No one likes Mondays, but I promise you'll like this Monday anniversIrie post.
This is another set from the infamous Jamaica World Music Festival of 1982, considered by some to be the best fest ever blessed.
I've posted several of these, but this one might be the deepest.
We're just glad these got captured in the sparkling way they all did, that there might be a lasting document of such a seminal, legendary festival.
Our fare for today features one of the great Reggae bands, on their home turf and closing the second night of the JWMF like a boss.
It also features Reggae's most celebrated rhythm section, going fresh out of their minds for a full 80 minutes of dubtastic mayhem.
If I had to say what I love most about Black Uhuru, it'd be the way Michael Rose sings with the weary wisdom of the ancients, or the way Puma Jones puts otherwordly, equally-as-ancient-sounding harmonies on top of his remonstrations.
Puma's vocals on this stuff sound like they are cast down from the Upper Room or something; it's like an ancient, righteous plea for Justice denied in every syllable.
Another genius aspect of this badass set are the live Dub effects, prevalent throughout. I have no idea who mixed this live but they killed.
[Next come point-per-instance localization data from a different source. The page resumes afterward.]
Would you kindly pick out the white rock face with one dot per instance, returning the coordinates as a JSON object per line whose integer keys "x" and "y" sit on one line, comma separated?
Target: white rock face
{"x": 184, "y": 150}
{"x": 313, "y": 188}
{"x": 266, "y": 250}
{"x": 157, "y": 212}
Overall it plays like a live greatest hits thing of these cats, in the near-perfect quality we wish all bootlegs could feature.
Black Uhuru
Jamaica World Music Festival
Bob Marley Performing Arts Center
Montego Bay, Jamaica

01 Shine Eye Gal
02 Plastic Smile
03 I Love King Selassie
04 Chill Out
05 Darkness
06 Guess Who's Coming to Dinner
07 Abortion
08 General Penitentiary
09 Happiness
10 World Is Africa
11 Sensemilla
12 Sponji Reggae
13 Mondays

Total time: 1:19:55

Derrick "Duckie" Simpson - vocals & percussion
Sandra "Puma" Jones - vocals & percussion
Michael Rose - vocals
Sly Dunbar - drums 
Robbie Shakespeare - bass 
Christopher "Sky Juice" Burth - percussion 
Darryl Thompson - guitar 
Billy Johnson - guitar 
Franklyn "Bubbler" Waul - keyboards 

master soundboard cassette, recorded by Frank Streeter and transferred and mastered by Charlie Miller;
small sections of Track 05 repaired and subtly reconstructed as necessary by EN, Nov. 2018
I worked on one song, which had some issues, to make it whole again. The "Darkness" track faded in very suddenly off the tape flip, so it was subtly lengthened a bar to be more realistically musical, if you will. 
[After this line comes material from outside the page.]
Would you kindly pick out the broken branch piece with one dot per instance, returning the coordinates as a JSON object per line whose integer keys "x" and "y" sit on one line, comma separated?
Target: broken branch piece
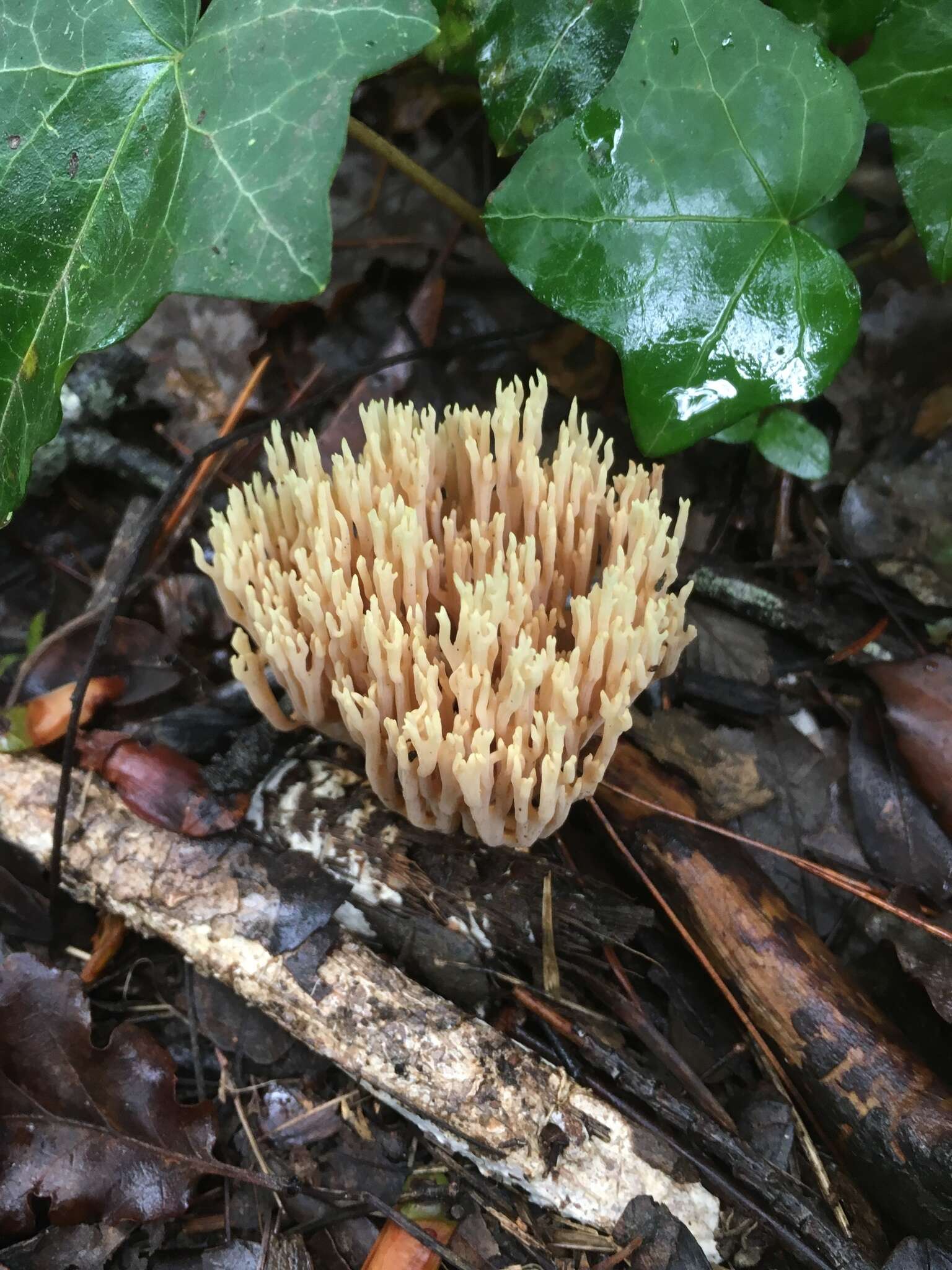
{"x": 475, "y": 619}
There was also a section midway through the song where the transfer was bad or some sort of dropouts/digiskips happened and disoriented the music, so I reconstructed those few bars using what was there to be seamless and musically correct instead of jarring and confusing. 
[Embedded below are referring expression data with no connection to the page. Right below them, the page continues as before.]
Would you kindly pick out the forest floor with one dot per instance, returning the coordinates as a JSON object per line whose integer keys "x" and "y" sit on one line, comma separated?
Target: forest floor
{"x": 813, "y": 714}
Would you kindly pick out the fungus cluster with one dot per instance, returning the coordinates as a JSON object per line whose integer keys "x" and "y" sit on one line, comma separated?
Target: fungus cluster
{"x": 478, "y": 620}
The thing is still fitting a single CD and besides, I felt this monster show and incredible, sonically sparkling capture merited the fix, which takes the whole 80 minutes of Irie into the realm of blissful perfection, or darn near close.
I'll be back with one last milestone blast for November on Wednesday, because you've got a friend in me.
Today, however, is your day to groove on this ridonkulously tasty Black Uhuru set; now that's it's more optimized it's probably one of my all-time favorite shows by anyone. Ras Tafari!--J.